For a very long time, I thought that I did this because I was lazy. I figured that if I just worked a little harder, tried a little more, then I would be able to accomplish the things I set out to do. Failing to do them was a failure of my character. It was because I was a bad person, or at least bad at being a person.

I told myself that I had to get my act together; I had to do all of these things so that I could prove I wasn’t the worthless piece of garbage I thought I was. When I inevitably cracked under that pressure, I took it as proof that I was a worthless piece of garbage.

If all of this sounds repetitive, that’s because it is. It’s a vicious, repetitive, monotonous cycle. It moves at breakneck speed, but also not at all. Experiencing it is the most damning case against perfectionism I have ever come across. Expecting perfection only leaves you with two options: do everything right on the very first try, or don’t even bother. Which is actually only one option, since 9 times out of 10, human beings don't do things right on the first try.
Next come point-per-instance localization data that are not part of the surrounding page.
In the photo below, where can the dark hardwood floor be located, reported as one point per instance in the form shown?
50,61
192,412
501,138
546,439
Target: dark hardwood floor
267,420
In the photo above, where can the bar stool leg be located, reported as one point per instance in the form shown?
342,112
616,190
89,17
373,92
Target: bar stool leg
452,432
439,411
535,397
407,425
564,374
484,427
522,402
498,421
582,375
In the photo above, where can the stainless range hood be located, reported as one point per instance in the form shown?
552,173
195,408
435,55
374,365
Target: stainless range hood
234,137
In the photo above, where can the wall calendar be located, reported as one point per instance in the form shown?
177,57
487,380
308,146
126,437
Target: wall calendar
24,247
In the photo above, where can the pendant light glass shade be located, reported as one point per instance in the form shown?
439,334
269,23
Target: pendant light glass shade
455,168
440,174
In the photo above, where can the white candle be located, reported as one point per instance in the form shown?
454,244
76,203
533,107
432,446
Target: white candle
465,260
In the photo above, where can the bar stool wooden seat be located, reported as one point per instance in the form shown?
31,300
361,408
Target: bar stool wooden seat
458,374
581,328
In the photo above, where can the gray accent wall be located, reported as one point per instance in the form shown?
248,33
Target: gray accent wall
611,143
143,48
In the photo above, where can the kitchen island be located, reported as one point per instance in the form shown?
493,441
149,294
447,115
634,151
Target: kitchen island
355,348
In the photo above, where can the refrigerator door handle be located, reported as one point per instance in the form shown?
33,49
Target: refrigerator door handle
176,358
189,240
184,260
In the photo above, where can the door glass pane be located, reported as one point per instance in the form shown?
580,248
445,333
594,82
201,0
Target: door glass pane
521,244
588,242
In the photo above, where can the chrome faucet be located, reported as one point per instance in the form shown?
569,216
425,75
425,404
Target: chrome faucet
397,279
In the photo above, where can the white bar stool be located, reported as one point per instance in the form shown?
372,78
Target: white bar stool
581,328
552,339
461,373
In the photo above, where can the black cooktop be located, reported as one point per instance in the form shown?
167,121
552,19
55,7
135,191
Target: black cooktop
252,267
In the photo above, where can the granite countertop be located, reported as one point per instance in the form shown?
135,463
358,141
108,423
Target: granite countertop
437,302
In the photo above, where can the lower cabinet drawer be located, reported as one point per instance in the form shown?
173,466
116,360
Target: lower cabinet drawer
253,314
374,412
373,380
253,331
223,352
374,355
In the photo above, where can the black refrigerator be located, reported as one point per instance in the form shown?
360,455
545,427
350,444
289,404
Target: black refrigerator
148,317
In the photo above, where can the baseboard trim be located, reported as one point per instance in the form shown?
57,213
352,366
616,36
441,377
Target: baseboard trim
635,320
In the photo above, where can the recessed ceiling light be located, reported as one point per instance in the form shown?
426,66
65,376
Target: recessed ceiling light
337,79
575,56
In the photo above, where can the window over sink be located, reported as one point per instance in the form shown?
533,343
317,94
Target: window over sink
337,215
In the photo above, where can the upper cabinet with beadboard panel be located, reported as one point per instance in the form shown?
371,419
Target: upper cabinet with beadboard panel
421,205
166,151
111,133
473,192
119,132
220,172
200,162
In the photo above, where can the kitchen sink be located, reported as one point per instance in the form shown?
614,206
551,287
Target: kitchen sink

Jenni Berrett writing in Ravishly

It's a never-ending cycle

You start a project determined to execute it perfectly. You avoid it until you can “do it right,” but then you don’t do it at all. You feel frozen, stuck, incapable. You are paralyzed by the fear that you will be bad at the thing you want to accomplish. Which, of course, makes it impossible to accomplish anything.

It's a never ending cycle: perfectionism, procrastination, paralysis.

At my best, I am an efficient and organized person. I thrive off of hard work and high pressure, always ambitious, always reaching for the next thing to do or make or achieve. I am productive and full of ideas. I take charge and take action. I keep a clean house and read at least a book a week.

At my worst, I am flighty and frazzled. I spend far more time thinking about how I want to do something than I do actually doing it. I doubt every choice I make, every thought that flits across my mind. I let my apartment get increasingly messy, even though I know how much I need a clean space in order to be happy. I just can’t confront the glaring imperfection of a sink full of dishes, baskets of dirty laundry.

I recede further and further inside of myself.